I don't see what his point is. :D
 
He says 'my answers to the questions are absolutely indistinguishable from those of native Chinese speakers'. But that's because his answers have been given to him by native Chinese speakers in the form of those rules. It's circular.
It is formulated more awkwardly there. But you could imagine that the rules he is following are an algorithm that has been created by decoding what is inside the neural net after the training process.
 
It is formulated more awkwardly there. But you could imagine that the rules he is following are an algorithm that has been created by decoding what is inside the neural net after the training process.

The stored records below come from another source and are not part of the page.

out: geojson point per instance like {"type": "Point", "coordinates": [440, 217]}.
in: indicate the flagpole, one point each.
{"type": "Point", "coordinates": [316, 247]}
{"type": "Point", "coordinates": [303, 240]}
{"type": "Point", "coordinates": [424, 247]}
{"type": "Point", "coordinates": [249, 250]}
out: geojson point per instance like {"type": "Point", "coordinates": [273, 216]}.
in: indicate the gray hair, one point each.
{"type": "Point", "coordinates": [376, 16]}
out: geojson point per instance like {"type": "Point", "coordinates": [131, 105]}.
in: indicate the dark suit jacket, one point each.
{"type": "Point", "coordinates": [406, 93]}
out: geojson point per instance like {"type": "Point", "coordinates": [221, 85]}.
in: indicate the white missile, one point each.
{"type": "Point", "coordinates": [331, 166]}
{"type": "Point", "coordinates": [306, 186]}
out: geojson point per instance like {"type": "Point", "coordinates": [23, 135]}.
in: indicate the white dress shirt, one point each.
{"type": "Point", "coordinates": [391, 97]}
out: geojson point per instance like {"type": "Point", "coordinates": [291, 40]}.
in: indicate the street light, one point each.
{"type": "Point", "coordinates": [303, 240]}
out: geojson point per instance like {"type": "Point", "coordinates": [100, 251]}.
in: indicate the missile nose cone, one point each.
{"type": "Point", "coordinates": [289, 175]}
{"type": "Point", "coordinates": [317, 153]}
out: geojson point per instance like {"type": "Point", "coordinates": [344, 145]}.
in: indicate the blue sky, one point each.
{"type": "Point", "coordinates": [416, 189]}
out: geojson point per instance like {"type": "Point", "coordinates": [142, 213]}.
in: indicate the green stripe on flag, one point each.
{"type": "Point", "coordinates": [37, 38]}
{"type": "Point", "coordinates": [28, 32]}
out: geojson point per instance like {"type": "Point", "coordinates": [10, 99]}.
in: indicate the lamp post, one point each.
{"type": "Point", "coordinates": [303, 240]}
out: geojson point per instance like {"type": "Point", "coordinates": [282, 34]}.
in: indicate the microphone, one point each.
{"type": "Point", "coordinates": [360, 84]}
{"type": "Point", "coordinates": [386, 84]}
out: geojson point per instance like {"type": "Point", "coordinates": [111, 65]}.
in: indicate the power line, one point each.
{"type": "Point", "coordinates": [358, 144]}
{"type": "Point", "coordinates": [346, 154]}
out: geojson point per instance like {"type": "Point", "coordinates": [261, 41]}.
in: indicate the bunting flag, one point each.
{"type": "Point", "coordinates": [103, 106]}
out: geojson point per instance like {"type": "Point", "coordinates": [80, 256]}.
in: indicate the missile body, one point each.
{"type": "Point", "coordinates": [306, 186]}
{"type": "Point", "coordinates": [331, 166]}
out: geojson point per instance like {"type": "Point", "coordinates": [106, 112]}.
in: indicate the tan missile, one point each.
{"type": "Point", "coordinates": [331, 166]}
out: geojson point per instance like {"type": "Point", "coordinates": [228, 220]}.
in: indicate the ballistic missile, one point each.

Even then you've just moved the question and the proper question should be whether the neural net is thinking. The room is just a clumsy interface and a red herring.
 
It is formulated more awkwardly there. But you could imagine that the rules he is following are an algorithm that has been created by decoding what is inside the neural net after the training process.

In which case, as we are now seeing with LLMs, his answers won't be indistinguishable from the answers of a native Chinese speaker except at a first cursory glance. If he's saying anything, it is simply that the quality of the answers is going to depend on the quality of the rules, and to really be indistinguishable from a person, those rules would need to have the complexity of a person's way of coming up with answers.

ie, he isn't actually saying anything at all, from what I can tell.